Had this wonderful prosperity of the Israelites lasted much longer, it seems not improbable that they would have gradually forgotten Chanaan, and even lost their faith in the God of their ancestors; but these two great evils were averted by a providential course of events, which brought about a long period of severe oppression followed by their departure from Egypt. The precise time at which this oppression began cannot be determined; but it is now universally granted that the “new King who arose over Egypt and did not know Joseph” (Exod. 1:8) belonged to the old native dynasty which had finally succeeded in expelling the Hyksos from the country. There is also little doubt that the particular King who persecuted so severely the Israelites was Ramesses II, whom Egyptian inscriptions concur with the Bible in representing as having had a very long reign, as a passionate builder, and as the founder of Ramesses and Phithom. His aim was so to weaken the Israelites as to render them of no account in case of a foreign invasion from the east, and for this purpose he had recourse to three devices: (1) he imposed upon them an excessive amount of work of the most exhausting kind; (2) he gave order to the Egyptian midwives to kill every Israelite man-child at its birth; (3) he charged all his people to cast into the Nile any male child who might have escaped (Exod. 1:9–22).

Egyptian monuments make us acquainted with brickmaking as it was then imposed upon the Israelites, when they represent to us some men digging clay, others mixing it, others laden with the prepared clay, others again carrying bricks or stacking them, whilst just by is the task master, his stick ever lifted up to enforce labor.

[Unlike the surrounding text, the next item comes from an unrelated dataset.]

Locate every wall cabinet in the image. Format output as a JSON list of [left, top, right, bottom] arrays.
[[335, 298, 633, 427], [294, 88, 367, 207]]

By “all the other manners of service” exacted from the Israelites (Exod. 1:14, cfr. also verse 11) we are doubtless to understand the hewing out of enormous blocks of granite and limestone, and the drawing of them for the building of Ramesses’s temples and cities, the digging of canals, etc. (Cfr. inscriptions of Ramesses in GEIKIE, Hours with the Bible, vol. ii, p. 98, sq.)

The frightful hardships and enormous expenditure of life naturally entailed by such work carried on with no machinery and with but little mechanical help, are most vividly illustrated in the Fellahin or Egyptian husbandmen who, during this very century, were taken by force from their villages and compelled to work for the Egyptian authorities. Thus, for instance, out of 250,000 fellahin torn away from their homes and employed at making the canal which connects Alexandria with the Nile, 30,000 actually died, falling worn out with the toil exacted from them by the blows of their pitiless taskmasters. Similar barbarities with similar results were also noticed in connection with the beginning of the Suez canal, and all travellers relate like tales of woe concerning the forced labor imposed upon the poor fellahin in the sugar factories of the late Khedive (that is, the viceroy of Egypt). (Cfr. HARPER, Bible and Modern Discoveries, p. 69; VIGOUROUX, vol. ii, p. 249, sq.)